Cleansing the Causeway | History Today - 2 minutes read
The death of James IV at Flodden in September 1513 was a catastrophe for Scotland. He left behind a one-year-old son on the throne, and, as regent, his queen Margaret Tudor, sister of Henry VIII.
Within a year, Margaret married Archibald Douglas, the Earl of Angus. The king’s council appointed a new regent: French-born John Stewart, Duke of Albany and heir to the throne. But Albany returned to France in 1517. The council was dominated by James Hamilton, Earl of Arran, third in line to the throne.
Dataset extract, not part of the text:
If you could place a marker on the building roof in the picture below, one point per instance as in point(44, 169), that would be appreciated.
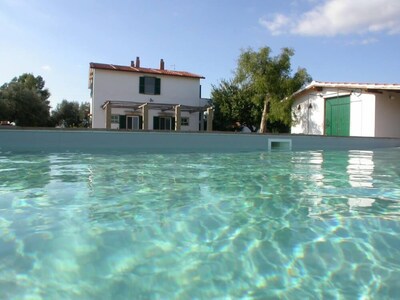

He and Angus vied for supremacy.
Things came to a head at the end of April 1520. The capital was in Arran’s hands. Angus approached with some 400 men seeking access to Margaret in Edinburgh Castle. Arran planned to seize him; Angus arrayed his men for battle at the Netherbow gate.
Angus’ uncle, Gavin Douglas, bishop of Dunkeld – who thought his nephew a ‘young wytless fuyll’ – tried to mediate. He approached James Beaton, archbishop of Glasgow – and uncle of Arran’s wife – who was in the Blackfriars. According to the chronicler Robert Lindsay of Pitscottie, Beaton denied any knowledge of the stand off, thumping his chest for dramatic effect. Unfortunately, the gesture meant that Douglas heard the sound of plated-metal armour beneath the archbishop’s robes.
Sir Patrick Hamilton, Arran’s half-brother, was goaded into leading the charge by Arran’s illegitimate son, Sir James Hamilton – ‘ewer thristand for blude’, Pitscottie says. Sir Patrick roared up Blackfriars Wynd towards the Netherbow; he was one of the first to fall. Angus’ men fought back, killing Arran’s soldiers as they leapt from the alleyways, forcing those behind back until they fell over one another trying to outrun the slaughter.
Beaton fled to the Blackfriars. He was dragged out from behind the altar and stripped; Gavin Douglas stepped in and saved his life. But Arran and his son scrambled to the marshes to the north of the city.
In the Scots of the day the stramash was remembered as ‘clenze calsay’ – cleanse the causeway – the phrase they used for clearing the streets of filth.